Monday, February 28, 2011

Nice to Meet You Oscar, Let's Be Friends

Apparently the Academy Awards have been airing for an impressive 83 years this year. That's pretty remarkable when you consider that "talking pictures" came out at approximately the same time (or so decrees Wikipedia. Because Wikipedia never lies). I've been watching the Academy Awards or "the Oscars" (apparently nicknamed that sometime in the 30s or 40s) probably for about 10 years or so. When I was younger all I really cared about was the pre-show, where all the actors and actresses paraded out on the red carpet and I could admire all the beautiful (and often weird) dresses that the actresses wore. As the years went on whether I watched it or not depended on other events of the evening, but I would always be interested to read who won in the various categories the next morning and make a note to watch any films that sounded particularly interesting. This year, however, was different.

In the last year, since I've been living on my own, I've found myself watching (and appreciating) more movies. Part of this stems from the fact that when I first got cable I got a free subscription to the "Movie Central" channels, which (in part with my PVR) allowed me nearly unlimited free movies, all fairly new releases. I found myself suddenly able to watch any movie that I had even a passing interest, and not needing to worry about the cost of rentals. The other part of this stems from a sudden freedom I had to go to the movie theater and actually watch movies as they came out. Originally I felt that going to the movie theater on my own would be "weird" or not any fun. When I complained to a fellow single friend that I had no one to go to the movies with she said, quite frankly, "Why do you need to go the movies with someone?" It's true! While going to a movie with someone is definitely an enjoyable experience, being alone has never stopped me from watching television or movies at home, why should it interfere with watching movies in public? My first movie that I went to alone? Toy Story 3. :)

Since then I have seen multiple movies in the theater - both alone or with someone else. In the past year I have seen "Alice in Wonderland", "Inception", "Toy Story 3", "The Fighter" and "The King's Speech." When the Oscar nominations came out a few months ago and all of those movies were nominated for at least one category (the latter four all receiving a nomination for Best Picture), I was suddenly interested in who won and who lost. Would the Academy agree with my choices for Best Actress, Best Actor, and "the big kahuna" Best Picture? By far the movie that I watched this year that affected me the most was "The King's Speech" and I was thrilled when it won Best Picture.

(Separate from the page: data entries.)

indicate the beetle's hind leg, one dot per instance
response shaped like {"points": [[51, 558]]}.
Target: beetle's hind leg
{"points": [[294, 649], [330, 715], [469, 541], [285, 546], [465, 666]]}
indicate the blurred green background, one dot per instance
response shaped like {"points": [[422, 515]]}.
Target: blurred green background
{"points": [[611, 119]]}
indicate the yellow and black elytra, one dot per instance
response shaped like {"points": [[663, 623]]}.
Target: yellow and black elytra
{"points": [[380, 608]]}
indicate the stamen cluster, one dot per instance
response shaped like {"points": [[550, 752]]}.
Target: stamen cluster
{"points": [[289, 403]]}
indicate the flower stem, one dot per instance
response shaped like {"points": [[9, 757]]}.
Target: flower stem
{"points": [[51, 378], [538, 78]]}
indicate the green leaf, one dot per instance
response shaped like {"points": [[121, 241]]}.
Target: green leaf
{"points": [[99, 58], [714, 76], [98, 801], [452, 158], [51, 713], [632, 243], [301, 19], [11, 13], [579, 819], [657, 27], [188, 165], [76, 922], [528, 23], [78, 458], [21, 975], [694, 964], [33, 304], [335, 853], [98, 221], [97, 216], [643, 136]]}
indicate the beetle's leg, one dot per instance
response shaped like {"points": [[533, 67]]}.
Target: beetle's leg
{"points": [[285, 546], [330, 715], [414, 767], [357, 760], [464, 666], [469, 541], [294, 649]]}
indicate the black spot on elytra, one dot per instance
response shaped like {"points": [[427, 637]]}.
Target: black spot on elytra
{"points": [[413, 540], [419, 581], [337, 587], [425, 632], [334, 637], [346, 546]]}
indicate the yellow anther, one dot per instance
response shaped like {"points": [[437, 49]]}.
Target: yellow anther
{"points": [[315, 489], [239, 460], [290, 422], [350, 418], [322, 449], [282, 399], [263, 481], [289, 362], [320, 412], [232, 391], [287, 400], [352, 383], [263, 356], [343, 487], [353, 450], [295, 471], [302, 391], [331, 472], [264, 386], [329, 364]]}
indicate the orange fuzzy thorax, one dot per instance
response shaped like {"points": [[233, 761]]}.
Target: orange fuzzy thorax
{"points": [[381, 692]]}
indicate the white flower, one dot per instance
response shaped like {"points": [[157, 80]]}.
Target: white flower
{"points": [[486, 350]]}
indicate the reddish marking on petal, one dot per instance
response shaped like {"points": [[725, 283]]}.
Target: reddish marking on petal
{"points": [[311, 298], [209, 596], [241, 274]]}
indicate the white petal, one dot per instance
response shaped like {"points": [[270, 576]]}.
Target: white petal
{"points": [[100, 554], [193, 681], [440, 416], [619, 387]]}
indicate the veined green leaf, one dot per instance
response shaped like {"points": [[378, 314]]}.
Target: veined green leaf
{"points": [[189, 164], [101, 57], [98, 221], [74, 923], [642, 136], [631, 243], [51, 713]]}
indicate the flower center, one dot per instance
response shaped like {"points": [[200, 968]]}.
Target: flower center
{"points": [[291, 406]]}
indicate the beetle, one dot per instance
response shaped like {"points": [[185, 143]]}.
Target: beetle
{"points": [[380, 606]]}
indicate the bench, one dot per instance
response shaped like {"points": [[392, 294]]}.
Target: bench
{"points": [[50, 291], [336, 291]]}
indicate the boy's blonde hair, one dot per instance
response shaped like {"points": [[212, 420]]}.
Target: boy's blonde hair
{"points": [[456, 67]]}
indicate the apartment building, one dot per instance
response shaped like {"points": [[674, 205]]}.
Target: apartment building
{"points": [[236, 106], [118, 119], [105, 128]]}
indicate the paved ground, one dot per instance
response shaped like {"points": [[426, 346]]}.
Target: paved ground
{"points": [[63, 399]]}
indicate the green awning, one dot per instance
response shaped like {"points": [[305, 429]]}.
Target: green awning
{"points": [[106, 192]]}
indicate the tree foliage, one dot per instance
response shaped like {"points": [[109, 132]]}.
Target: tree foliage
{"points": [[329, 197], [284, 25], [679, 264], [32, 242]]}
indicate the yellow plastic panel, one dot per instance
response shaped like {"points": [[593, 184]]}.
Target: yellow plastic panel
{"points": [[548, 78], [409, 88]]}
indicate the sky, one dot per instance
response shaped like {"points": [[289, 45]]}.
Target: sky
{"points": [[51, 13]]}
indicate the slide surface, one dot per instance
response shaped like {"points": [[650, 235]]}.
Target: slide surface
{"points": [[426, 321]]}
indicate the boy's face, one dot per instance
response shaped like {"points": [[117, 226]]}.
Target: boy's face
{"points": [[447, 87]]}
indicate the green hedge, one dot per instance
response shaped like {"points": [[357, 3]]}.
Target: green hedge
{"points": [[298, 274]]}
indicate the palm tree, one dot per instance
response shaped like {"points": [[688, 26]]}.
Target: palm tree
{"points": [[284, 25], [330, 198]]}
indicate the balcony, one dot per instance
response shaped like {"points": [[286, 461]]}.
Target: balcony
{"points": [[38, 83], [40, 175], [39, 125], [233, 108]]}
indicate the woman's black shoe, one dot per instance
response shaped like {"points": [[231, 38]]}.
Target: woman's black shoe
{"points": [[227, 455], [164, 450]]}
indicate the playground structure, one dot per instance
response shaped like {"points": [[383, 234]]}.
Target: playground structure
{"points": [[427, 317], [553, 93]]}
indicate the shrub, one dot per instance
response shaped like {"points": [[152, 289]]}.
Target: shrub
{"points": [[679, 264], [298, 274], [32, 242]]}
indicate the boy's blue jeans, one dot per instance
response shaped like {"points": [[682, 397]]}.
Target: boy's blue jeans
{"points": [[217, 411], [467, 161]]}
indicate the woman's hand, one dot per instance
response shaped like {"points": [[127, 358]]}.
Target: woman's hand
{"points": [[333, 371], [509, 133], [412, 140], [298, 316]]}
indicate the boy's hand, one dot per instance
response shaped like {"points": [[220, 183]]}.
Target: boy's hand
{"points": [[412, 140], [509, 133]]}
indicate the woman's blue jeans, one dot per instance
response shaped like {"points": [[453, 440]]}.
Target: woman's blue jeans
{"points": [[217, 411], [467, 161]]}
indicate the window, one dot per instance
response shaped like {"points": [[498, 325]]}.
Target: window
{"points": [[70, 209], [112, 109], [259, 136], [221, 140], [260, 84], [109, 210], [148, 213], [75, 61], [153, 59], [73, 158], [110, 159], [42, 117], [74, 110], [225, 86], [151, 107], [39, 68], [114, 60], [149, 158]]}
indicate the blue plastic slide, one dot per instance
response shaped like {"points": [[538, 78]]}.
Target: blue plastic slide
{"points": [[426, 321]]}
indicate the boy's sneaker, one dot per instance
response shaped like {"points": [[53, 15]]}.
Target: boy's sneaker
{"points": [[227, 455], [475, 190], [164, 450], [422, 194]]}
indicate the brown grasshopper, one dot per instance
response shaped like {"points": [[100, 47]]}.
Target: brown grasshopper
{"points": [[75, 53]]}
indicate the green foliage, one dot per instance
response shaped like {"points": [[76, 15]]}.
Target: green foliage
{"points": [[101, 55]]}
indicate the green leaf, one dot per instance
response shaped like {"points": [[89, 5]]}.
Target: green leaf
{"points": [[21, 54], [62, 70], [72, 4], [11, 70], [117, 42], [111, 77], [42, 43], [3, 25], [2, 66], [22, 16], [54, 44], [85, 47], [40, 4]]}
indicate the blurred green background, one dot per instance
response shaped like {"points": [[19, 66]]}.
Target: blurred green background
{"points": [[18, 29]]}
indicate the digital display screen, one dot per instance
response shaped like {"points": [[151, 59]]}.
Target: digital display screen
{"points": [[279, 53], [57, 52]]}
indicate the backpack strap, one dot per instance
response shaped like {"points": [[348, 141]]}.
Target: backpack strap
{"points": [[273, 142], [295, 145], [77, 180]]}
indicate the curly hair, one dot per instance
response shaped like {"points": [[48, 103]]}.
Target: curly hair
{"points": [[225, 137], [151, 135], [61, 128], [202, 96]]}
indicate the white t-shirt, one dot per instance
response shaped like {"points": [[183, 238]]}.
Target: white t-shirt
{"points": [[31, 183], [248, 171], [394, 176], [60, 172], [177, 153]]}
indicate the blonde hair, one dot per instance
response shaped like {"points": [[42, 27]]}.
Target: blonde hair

Of course what the Academy decrees over various movies really doesn't matter in the end. What I think I enjoyed most this year was sharing in the love of great movies that is celebrated yearly at the Academy Awards. I'm sure my love of cinema will only continue to grow over the next year, but come February 2012 it will be interesting to see what Oscar has to say about my favorite movies over the past year. Hopefully he will continue to remind me to love the movies that I love despite critical reception, and to keep on supporting Hollywood for making movies that we can all enjoy.

Saturday, February 26, 2011

You are My Sunshine(s)...

People talk about how great it is to be a mom. People talk about how great it is to be a grandma. What I've never understood is why there aren't more people talking about how great it is to be an auntie! Particularly a single auntie with a fairly generous budget (both for money and for time). I find as an auntie I get the best of both worlds. I'm young enough and (mostly) in shape enough to run around after the toddler-turned-big boy, yet I'm old enough that I feel confident watching him, and taking him out and about as if he was my own. I've got a car-seat in the back of my own car, yet I have the freedom of knowing that it isn't always filled! I can sleep/eat/read/watch tv/and pee in peace, but I know that nearly any day still has the possibility of being filled with snuggles/hugs/kisses and love-filled smiles. I can spend as much time as I want with the little stinkers and still have the freedom to go home after it all. I was there when both of them were born, and I hope I can watch them grow up and eventually have families of their own. It isn't always wonderful, but they are both bright spots in my life, and for that I will always love them.


Monday, February 21, 2011

We're in this Together...

I am a nurse by profession. I did not dream for years of becoming a nurse, in fact, I sort of just fell into it. The original plan was that I was going to enter medical school with the eventual plan to become a pediatrician. Never one to not have a back-up plan, instead of the typical Bachelor of Science in pre-med, I thought it would be a good idea to get my undergrad degree in nursing, a fail safe in case I didn't get into med school right away. Heh. Hello back-up plan.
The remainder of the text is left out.